Table 5 Histone H4 in humans

Conclusions

DNA methylation is considered to be a relatively stable epigenetic modification. Recent genome-wide analyses of the DNA methylation in mammalian cells suggest that some enzymes are capable of erasing or modifying existing methylation patterns. Although DNA cytosine methylation is well-characterized, little is known about the role of cytosine derivatives in gene expression regulation. In the future, high-resolution sequencing technologies should enable creation of quantitative maps of 5hmC, 5fC, and 5caC in different cell types. Understanding the dynamics of these modifications can help to explain their role in physiological or pathological conditions. Interestingly, due to subtle sequence divergences, incorporation of histone variants may influence the stability of nucleosome and change the potential of specific histone modifications.

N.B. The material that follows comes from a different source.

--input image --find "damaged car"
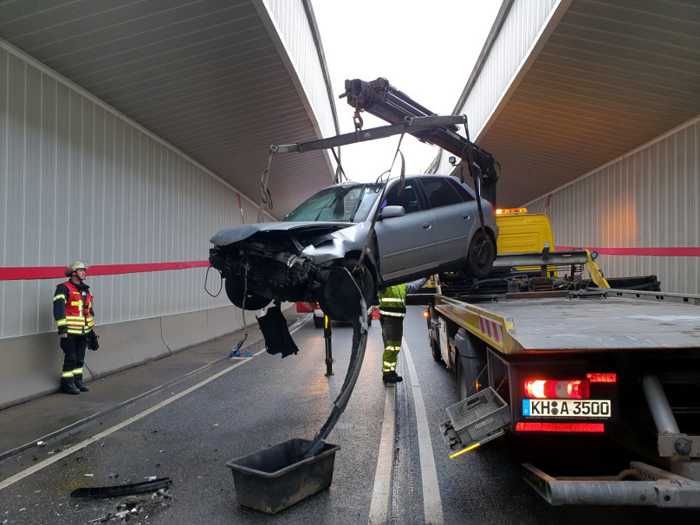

Histone variant composition is a key player in shaping chromatin structure; this also should be considered as one of the epigenetic regulation elements. It is well known that epigenetic disturbance may lead to different phenotypes and monogenic or complex diseases as well as oncogenic transformation. We strongly believe that rapidly growing understanding of epigenetic phenomena could bring a breakthrough in the diagnosis and treatment of many disorders. Moreover, better knowledge about the epigenetic etiology of the diseases provides an opportunity to develop innovative new epigenetic drugs.